In honor of the DC Jazz Festival and our own Jazz ‘n Families Fun Days this weekend, here are some works in the collection to get your toes tapping, all of which relate to jazz. Can you see it?
Clockwise from top left: Gene Davis, Jasmine Jumper, 1966, Acrylic on canvas 119 1/2 x 161 1/2 in.; 303.53 x 410.21 cm.. Gift of Florence Coulson Davis In Memory of Gene Davis, 1992. Stuart Davis, Egg Beater No. 4, 1928, Oil on canvas 27 1/8 x 38 1/4 in.; 68.8975 x 97.155 cm.. Acquired 1939. Elizabeth Murray, Jazz, 2001, 3-dimensional lithograph, Edition 7 of 46 overall: 30 in x 34 in x 4 in; 76.2 cm x 86.36 cm x 10.2 cm. Purchased with funds from the estate of Nathan and Jeanette Miller, 2007. Arthur G., Dove, Me and the Moon, 1937, Wax emulsion on canvas 18 x 26 in.; 45.72 x 66.04 cm.. Acquired 1939. The Phillips Collection, Washington DC.
Gene Davis said, in a 1975 interview, “My work is mainly about intervals, that is, like in music. Music is essentially time interval, and I’m interested in space interval.” He was also known to say that he painted “by eye” the way a jazz musician plays “by ear”. Stuart Davis collected jazz records that he played while he worked, replaying them much as he repeated visual elements in his paintings.

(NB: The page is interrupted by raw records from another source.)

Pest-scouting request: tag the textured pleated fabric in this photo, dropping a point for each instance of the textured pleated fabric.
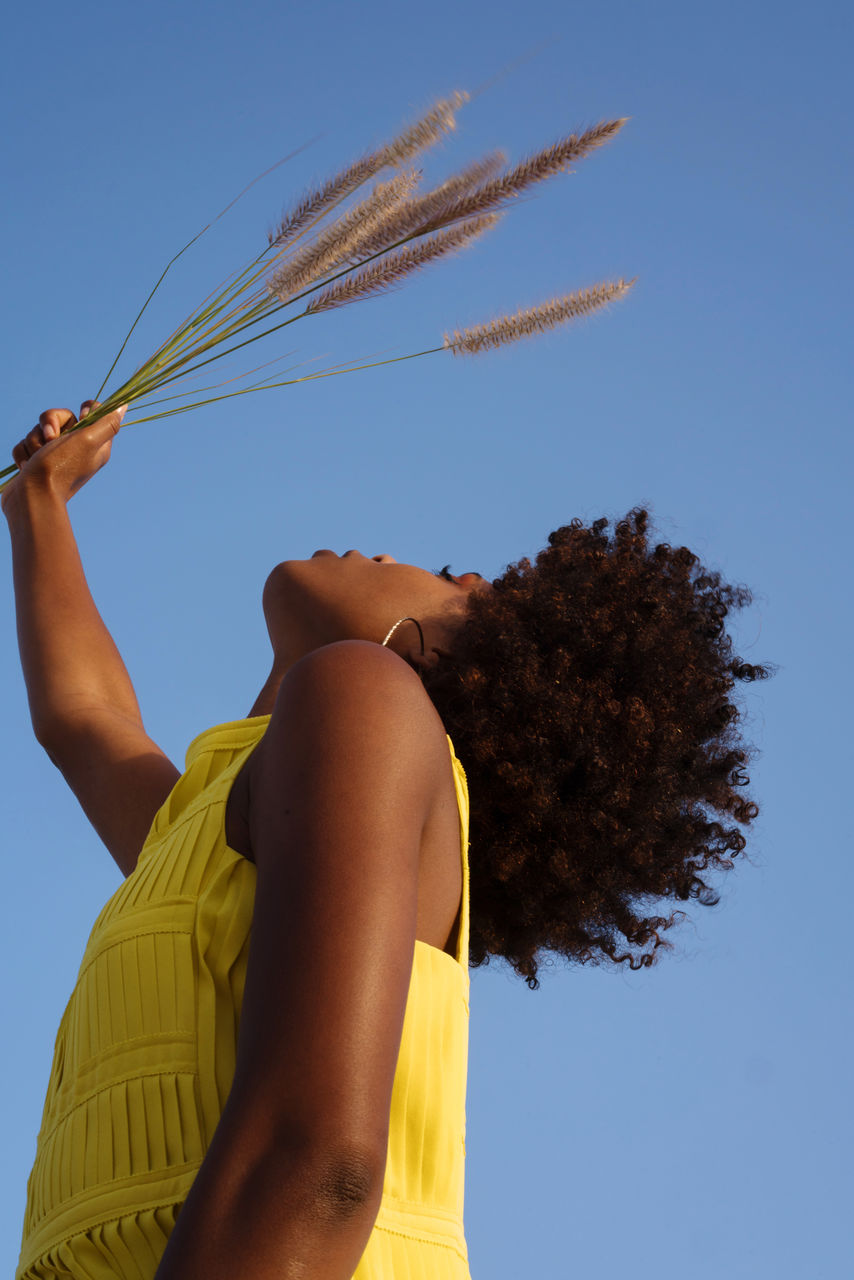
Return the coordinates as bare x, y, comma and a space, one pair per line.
146, 1047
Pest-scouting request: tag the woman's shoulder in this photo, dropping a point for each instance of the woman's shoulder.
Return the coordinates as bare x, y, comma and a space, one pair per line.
359, 702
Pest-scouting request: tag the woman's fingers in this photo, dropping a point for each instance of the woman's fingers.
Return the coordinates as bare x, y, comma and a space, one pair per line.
53, 421
48, 428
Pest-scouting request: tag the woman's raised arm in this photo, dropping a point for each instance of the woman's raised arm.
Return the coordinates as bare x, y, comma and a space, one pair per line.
82, 704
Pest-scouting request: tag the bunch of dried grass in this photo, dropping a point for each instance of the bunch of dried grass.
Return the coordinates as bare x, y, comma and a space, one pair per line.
328, 256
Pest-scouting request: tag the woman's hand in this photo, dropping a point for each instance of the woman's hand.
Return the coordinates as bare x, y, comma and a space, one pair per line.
62, 462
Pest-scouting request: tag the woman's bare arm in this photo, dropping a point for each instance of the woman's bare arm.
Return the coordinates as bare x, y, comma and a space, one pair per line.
82, 704
339, 792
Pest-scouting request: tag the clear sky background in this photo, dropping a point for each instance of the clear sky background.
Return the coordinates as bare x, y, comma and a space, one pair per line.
692, 1120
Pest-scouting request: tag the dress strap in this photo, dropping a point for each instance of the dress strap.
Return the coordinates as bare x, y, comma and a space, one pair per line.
461, 786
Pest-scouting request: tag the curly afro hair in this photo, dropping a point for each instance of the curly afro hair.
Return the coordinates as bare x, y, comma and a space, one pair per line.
589, 699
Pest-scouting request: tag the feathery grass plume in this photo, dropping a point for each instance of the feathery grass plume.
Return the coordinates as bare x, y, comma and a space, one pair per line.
533, 320
420, 136
342, 241
537, 168
316, 201
418, 213
425, 132
391, 269
354, 254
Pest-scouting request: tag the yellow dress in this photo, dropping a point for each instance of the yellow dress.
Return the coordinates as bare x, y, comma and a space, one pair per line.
145, 1056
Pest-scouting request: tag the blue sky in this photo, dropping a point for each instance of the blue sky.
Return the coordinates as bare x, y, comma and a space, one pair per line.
693, 1120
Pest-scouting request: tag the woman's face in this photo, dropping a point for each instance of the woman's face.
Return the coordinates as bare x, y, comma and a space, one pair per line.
352, 597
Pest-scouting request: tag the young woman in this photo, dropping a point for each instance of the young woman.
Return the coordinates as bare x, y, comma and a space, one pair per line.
296, 1106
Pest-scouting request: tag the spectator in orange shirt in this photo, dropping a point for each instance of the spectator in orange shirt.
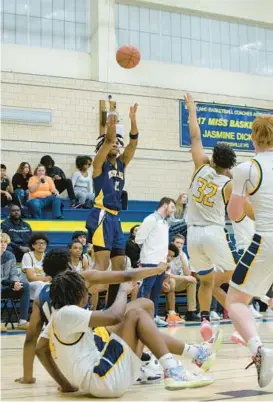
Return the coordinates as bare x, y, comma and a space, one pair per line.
43, 193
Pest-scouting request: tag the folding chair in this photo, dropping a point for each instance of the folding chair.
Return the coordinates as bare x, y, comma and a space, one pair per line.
8, 305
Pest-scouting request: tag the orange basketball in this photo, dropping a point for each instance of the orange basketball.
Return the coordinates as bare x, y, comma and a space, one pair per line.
128, 56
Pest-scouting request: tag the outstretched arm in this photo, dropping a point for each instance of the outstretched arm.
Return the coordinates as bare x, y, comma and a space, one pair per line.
198, 155
130, 149
110, 139
94, 277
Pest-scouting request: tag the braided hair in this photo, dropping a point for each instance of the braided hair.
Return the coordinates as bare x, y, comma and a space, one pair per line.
101, 139
67, 288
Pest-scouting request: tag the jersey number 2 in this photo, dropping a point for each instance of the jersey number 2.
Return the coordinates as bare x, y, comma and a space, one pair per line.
205, 198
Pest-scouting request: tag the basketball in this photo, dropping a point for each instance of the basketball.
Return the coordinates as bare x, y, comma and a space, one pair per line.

His daily calendars chronicle purchases of new albums and when he played them. Elizabeth Murray captures the vibrant sound and broken branches of jazz improvisation in her colorful print, Jazz (2001). And Arthur Dove’s Me and the Moon (1937) is named after the 1936 song which he heard on the radio while he worked.
What visual art makes you think of jazz?
This year, the Phillips’s annual free family festival included more enriching activities than ever before and was met with record-breaking attendance. To celebrate, Phillips Educator Rachel Goldberg (dubbed internally, with awe and affection, “Family Festival Czar”) presents a series of posts about what it takes to pull this community event together and the impact on families that makes it worthwhile.
Photos: Sue Ahn
This was my 5th year organizing a large-scale family festival at the Phillips, and every year they seem to get more fun and to run more smoothly. I love seeing the museum full of parents and caregivers sharing their love of art and jazz with the kids in their lives. Watching their faces as they peel back a print in the art workshop, discover an exciting detail in a painting (like the dog on the table in the Luncheon of the Boating Party), or hear live jazz for the first time in their lives makes months and months of preparation worthwhile.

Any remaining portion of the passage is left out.